Below is our log4j configuration:
<?xml version="1.0" encoding="UTF-8"?>
<Configuration status="debug">
<Appenders>
<Console name="consolelog" target="SYSTEM_OUT">
<PatternLayout pattern="" chatset="UTF-8"/>
</Console>
<Kafka name="kafka" topic="topic1" ignoreExceptions="false" syncSend="false">
<PatternLayout pattern="" chatset="UTF-8"/>
<Property name="bootstarp.servers">hostname:port</Property>
<Property name="security.protocol">SSL</Property>
<Property name="ssl.truststore.location">abc.jks</Property>
<Property name="ssl.truststore.password">abcd</Property>
<Property name="ssl.keystore.location">def.jks</Property>
<Property name="ssl.keystore.password">defg</Property>
<Property name="ssl.key.password">defg</Property>
</Kafka>
<Async name="Async">
<AppenderRef ref="kafka"/>
</Async>
<Async name="console-log">
<AppenderRef ref="consolelog"/>
</Async>
</Appenders>
<Loggers>
<AsyncLogger name="com.abc" level="debug" addivity="false">
<AppenderRef ref="Async"/>
</AsyncLogger>
<AsyncLogger name="org.springframework" level=debug"" addivity="false">
<AppenderRef ref="Async" level="ERROR"/>
<AppenderRef ref="console-log" level="ERROR"/>
</AsyncLogger>
<AsyncLogger name="com.def" level="warn" addivity="false">
<AppenderRef ref="Async"/>
</AsyncLogger>
<Root level="info">
<AppenderRef ref="Async"/>
</Root>
<Logger name="org.apache.kafka" level="WARN"/>
</Loggers>
</Configuration>
We are seeing duplicate events in Splunk.

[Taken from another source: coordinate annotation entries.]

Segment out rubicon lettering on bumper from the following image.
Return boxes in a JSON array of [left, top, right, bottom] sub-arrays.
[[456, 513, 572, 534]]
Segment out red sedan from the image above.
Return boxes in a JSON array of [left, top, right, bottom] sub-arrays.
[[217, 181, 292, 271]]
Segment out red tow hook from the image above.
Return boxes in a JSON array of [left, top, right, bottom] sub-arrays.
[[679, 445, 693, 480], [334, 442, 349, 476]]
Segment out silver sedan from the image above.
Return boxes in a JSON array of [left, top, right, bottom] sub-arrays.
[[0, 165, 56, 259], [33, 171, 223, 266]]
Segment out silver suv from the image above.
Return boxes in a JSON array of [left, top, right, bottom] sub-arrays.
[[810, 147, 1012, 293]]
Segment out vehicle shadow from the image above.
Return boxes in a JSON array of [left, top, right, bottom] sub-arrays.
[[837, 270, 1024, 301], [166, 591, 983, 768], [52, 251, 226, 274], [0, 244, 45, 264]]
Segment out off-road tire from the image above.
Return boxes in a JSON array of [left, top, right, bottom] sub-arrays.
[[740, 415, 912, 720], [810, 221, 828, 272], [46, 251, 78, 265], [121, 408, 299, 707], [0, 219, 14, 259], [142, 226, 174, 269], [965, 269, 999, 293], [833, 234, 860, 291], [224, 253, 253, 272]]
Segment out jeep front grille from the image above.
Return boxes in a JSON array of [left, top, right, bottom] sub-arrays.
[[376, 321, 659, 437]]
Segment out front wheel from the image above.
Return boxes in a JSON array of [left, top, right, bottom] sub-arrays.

Splunk team has informed us that they are seeing same event across different partitions having different offsets.
Is it possible that the above log4j configuration might be causing this issue? How should I troubleshoot this further? Have any of you ever faced such an issue with similar setup and what was the root cause, resolution in your case?